I was confused as to why Hagar would cherish the promise made to her by God that Ishmael would indeed live and become a nation, a nation at conflict with everyone around. I suppose it had not occurred to me the Hagar was a slave girl with little prospect of a meaningful future. She was at the mercy of Abram and Sarai to the point that they could determine if, who and when she would marry. Her life was marked by obscurity and there was little possibility of anything significant ever happening to her. Apart from this I guess I was blinkered by the prevailing individualism that has shaped my world view. Today our aspiration rarely reach beyond our careers or at best for the success of our immediate family. We have lost touch with the identity of families, clans, tribes and even nations. If pressed we may consent to the possibility that it would be nice for our nation to prosper but that thought will quickly move on to the more significant question of our own prosperity and our own progression. We take it for granted that life in the UK will go on and we take it for granted that our children will grow old and most likely have children of their own. For Abram and Hagar though the liklihood of longevity for family and tribe was far less certain. The dream of the next generation surviving and progressing was by no means a given. Considering that they lived in a world where conflict was common it would have been a bonus for Hagar's descentdents to live at peace. What is significant to Hagar is that her descendents would live at all, let alone that they would become a a nation of significance. This is far more than most slave girls would have ever imagined or dared to dream off. Above and beyond this Hagar future had been revealed to her by God. Hagar is overwhelmed that she has met with God and lived. Hagar, a slave girl, met with God! To meet with God was one thing but to meet with him, live and walk away with the promise that you would be the mother of a nation is altogether mind blowing for a woman of any generation but particularly for a slave from a God fearing family like Abram's.
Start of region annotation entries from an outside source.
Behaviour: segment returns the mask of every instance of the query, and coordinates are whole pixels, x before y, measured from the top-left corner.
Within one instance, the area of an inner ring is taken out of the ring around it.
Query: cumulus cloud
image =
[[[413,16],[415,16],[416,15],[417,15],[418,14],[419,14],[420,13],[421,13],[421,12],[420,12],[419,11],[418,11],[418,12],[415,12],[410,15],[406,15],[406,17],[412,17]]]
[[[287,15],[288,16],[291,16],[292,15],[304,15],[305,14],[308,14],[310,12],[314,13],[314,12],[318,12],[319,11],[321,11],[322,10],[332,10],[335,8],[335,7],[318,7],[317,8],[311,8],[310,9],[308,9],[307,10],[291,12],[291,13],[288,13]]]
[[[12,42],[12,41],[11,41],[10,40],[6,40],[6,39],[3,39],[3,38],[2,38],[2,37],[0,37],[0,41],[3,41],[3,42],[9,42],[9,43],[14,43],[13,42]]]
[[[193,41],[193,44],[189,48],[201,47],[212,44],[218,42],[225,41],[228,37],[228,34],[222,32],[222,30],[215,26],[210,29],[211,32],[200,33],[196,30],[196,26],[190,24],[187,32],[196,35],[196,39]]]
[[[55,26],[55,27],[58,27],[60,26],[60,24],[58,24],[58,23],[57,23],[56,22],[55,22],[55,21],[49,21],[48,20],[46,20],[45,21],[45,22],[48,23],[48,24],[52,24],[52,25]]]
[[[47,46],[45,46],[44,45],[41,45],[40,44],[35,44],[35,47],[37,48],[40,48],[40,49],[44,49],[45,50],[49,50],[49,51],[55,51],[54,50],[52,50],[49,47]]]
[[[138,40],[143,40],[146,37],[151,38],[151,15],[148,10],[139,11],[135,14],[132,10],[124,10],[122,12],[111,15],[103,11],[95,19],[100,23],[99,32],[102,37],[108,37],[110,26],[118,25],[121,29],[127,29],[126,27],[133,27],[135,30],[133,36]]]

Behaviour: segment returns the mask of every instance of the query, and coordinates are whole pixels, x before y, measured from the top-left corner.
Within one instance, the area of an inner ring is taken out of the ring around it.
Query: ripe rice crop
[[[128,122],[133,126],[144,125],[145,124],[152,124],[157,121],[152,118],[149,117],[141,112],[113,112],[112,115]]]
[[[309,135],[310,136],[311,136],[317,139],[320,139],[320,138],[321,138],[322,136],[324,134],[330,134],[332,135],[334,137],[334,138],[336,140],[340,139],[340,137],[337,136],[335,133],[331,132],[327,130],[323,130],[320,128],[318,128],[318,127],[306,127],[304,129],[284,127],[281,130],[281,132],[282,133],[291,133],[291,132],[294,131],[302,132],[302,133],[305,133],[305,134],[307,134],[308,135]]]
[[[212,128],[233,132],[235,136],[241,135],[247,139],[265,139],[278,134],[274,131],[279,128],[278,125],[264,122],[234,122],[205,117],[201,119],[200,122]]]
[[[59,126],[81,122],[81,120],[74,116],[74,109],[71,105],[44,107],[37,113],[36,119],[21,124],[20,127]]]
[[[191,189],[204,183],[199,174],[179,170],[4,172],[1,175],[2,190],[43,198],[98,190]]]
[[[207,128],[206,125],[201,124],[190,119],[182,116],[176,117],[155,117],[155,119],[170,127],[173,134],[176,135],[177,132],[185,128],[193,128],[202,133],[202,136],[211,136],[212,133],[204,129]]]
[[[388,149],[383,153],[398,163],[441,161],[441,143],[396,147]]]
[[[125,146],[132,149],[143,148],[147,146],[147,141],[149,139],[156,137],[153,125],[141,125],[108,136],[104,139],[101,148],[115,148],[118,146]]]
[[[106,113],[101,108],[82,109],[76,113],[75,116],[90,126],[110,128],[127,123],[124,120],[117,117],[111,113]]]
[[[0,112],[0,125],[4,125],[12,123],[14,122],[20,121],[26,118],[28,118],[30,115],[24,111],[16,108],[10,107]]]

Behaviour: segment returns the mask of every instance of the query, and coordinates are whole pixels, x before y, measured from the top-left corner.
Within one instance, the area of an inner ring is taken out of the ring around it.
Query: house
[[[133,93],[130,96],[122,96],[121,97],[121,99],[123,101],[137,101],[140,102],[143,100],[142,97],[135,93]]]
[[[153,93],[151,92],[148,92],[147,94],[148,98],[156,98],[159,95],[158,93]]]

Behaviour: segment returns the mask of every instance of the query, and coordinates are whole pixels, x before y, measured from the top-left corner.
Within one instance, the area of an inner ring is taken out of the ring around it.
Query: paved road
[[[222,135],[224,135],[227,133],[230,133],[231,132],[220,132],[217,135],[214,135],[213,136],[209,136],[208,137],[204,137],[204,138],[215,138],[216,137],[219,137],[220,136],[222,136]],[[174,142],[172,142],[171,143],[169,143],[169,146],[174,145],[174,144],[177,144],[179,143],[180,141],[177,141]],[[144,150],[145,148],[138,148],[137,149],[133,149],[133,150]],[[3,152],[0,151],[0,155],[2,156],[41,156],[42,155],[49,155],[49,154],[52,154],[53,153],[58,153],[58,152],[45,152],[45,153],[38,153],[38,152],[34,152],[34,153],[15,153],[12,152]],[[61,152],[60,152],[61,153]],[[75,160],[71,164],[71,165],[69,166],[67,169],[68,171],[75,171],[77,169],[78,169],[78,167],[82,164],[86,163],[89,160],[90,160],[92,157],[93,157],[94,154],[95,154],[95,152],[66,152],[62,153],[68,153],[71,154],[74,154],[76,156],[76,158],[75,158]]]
There is something about this passage that exposes our narrow, shallow and selfish world view. I look back and am surprised that I couldn't identify with Hagar's joy. How could I read this passage over and over again and miss the significance of what had happened to her.

Its passage's like these that should help us grasp one of the big themes of the bible - "the people of God". The bible wasn't written to celebrate the greatness of a collection of individuals but was rather a story in which God is seeking to establish a family, a family that will bless the earth and will become a "people". God's story is searching for the creation of a worldwide family that live under his blessing. His work in the lives of individuals is a significant part of achieving that end, but it is not the end in itself. We need to see beyond individuals again and see that God is at work to establish the Church.